While on his way to a memorial service in Booneville for one of the victims, Scruggs, also a licensed pilot, told The Daily Mississippian over the phone that he is still in a somber mood after the events.
Scruggs learned about the plane crash Saturday when he got a text from an unknown number.
“If this is Dickie Scruggs, please call me immediately,” the text said.
Scruggs said he called the number, which belonged to a pilot who lived nearby. The plane lost communication with air traffic control east of Oxford, the pilot told Scruggs, and he was trying to figure out what happened. The pilot thought Scruggs was on the plane when it went silent.
Scruggs said he got in touch with Oxford Mayor Robyn Tannehill and law enforcement dispatchers to let them know of the plane crash.
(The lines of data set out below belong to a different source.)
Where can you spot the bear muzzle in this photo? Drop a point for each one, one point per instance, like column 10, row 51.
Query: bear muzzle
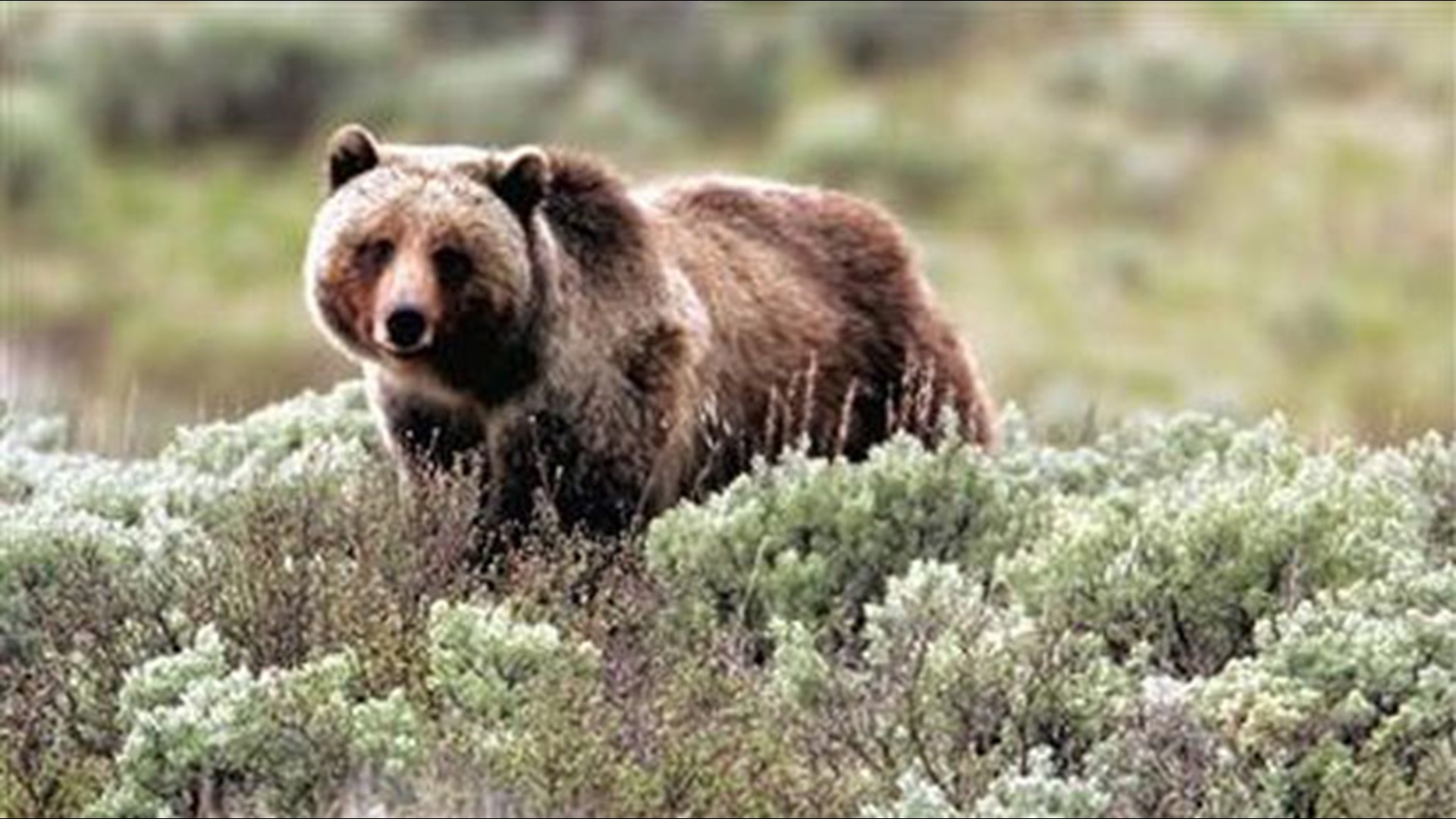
column 405, row 330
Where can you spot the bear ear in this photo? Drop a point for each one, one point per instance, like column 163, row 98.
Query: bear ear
column 523, row 180
column 353, row 150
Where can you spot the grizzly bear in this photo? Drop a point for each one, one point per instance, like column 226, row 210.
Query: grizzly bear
column 609, row 349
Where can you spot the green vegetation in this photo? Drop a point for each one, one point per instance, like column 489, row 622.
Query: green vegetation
column 1231, row 206
column 1180, row 617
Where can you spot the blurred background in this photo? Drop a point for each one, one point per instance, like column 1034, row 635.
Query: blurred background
column 1229, row 206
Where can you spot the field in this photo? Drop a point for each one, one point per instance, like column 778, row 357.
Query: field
column 1235, row 207
column 1204, row 251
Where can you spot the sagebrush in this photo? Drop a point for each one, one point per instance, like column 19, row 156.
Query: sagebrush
column 1177, row 617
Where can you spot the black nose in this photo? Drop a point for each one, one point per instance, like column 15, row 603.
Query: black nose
column 405, row 328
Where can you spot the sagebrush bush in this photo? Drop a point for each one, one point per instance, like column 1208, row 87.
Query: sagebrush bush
column 1181, row 617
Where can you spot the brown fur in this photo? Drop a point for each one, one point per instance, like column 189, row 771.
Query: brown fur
column 618, row 350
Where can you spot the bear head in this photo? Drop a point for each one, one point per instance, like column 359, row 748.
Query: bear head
column 425, row 261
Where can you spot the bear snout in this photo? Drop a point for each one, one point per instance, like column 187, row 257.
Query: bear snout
column 405, row 330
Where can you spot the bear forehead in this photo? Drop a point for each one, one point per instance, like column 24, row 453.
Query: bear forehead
column 419, row 197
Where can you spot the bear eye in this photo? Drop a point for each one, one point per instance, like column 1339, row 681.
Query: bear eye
column 452, row 265
column 372, row 257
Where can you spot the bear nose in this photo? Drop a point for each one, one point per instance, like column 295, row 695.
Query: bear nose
column 405, row 328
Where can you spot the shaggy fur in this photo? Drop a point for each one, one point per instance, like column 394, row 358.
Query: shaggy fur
column 620, row 349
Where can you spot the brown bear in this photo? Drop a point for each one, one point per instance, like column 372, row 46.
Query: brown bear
column 617, row 349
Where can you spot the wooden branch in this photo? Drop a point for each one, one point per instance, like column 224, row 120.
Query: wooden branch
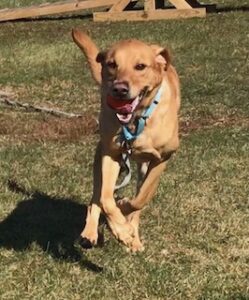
column 157, row 14
column 4, row 98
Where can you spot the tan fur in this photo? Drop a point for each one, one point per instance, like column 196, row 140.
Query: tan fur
column 151, row 149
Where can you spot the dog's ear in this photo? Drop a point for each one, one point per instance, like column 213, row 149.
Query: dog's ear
column 162, row 56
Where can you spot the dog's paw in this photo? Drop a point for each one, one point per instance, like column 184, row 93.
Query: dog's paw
column 136, row 246
column 88, row 237
column 125, row 206
column 84, row 243
column 123, row 232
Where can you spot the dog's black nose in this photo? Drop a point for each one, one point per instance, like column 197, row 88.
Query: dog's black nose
column 120, row 89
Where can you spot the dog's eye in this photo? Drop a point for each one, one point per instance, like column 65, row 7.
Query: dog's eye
column 140, row 67
column 111, row 64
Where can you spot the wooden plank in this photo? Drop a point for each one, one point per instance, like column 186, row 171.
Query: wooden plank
column 180, row 4
column 119, row 5
column 157, row 14
column 52, row 8
column 149, row 5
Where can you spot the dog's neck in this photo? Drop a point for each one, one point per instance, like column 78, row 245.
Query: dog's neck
column 131, row 131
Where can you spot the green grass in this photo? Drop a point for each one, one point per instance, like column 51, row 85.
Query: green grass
column 196, row 228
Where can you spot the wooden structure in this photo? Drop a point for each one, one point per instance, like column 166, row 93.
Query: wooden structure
column 119, row 10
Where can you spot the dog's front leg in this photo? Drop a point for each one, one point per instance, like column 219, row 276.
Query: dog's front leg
column 122, row 229
column 147, row 189
column 148, row 179
column 106, row 171
column 89, row 235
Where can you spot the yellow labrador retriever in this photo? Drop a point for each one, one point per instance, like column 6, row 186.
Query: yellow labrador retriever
column 140, row 99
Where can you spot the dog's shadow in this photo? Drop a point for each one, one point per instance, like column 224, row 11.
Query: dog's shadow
column 53, row 223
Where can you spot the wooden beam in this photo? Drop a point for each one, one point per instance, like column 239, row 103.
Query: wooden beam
column 149, row 5
column 180, row 4
column 119, row 5
column 52, row 8
column 157, row 14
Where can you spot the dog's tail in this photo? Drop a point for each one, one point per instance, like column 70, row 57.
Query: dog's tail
column 90, row 50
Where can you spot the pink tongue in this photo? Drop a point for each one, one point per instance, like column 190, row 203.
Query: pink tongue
column 124, row 118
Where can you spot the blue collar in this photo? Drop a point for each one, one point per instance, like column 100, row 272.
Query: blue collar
column 127, row 135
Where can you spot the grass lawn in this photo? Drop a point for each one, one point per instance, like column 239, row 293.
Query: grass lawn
column 196, row 230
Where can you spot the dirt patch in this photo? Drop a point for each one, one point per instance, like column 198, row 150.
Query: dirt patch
column 49, row 129
column 27, row 129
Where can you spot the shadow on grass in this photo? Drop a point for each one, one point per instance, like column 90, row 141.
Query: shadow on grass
column 53, row 223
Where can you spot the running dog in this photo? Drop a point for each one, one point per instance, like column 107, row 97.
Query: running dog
column 140, row 100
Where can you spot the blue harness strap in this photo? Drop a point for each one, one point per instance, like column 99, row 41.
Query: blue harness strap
column 127, row 136
column 130, row 136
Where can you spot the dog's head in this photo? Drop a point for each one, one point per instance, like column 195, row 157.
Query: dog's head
column 131, row 69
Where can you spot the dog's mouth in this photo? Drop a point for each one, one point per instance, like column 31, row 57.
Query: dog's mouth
column 124, row 108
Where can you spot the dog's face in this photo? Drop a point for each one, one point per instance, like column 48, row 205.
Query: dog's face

Scruggs said Nix, who lived in Belmont, and Holloway, who lived in Booneville, were professional pilots. He said he had been on 50 to 100 flights with Nix as pilot and about a dozen flights with Holloway as pilot.
“I will be very surprised if the cause of the accident was pilot error,” Scruggs said.
Scruggs said Nix was a “salt of the earth Mississippian” and a fantastic guy.
“I’ll always remember (Nix) as having humility, a sense of humor and being professional,” Scruggs said.
The FAA and the National Transportation Safety Board are investigating the crash.
Information in this article was compiled in part from The Associated Press.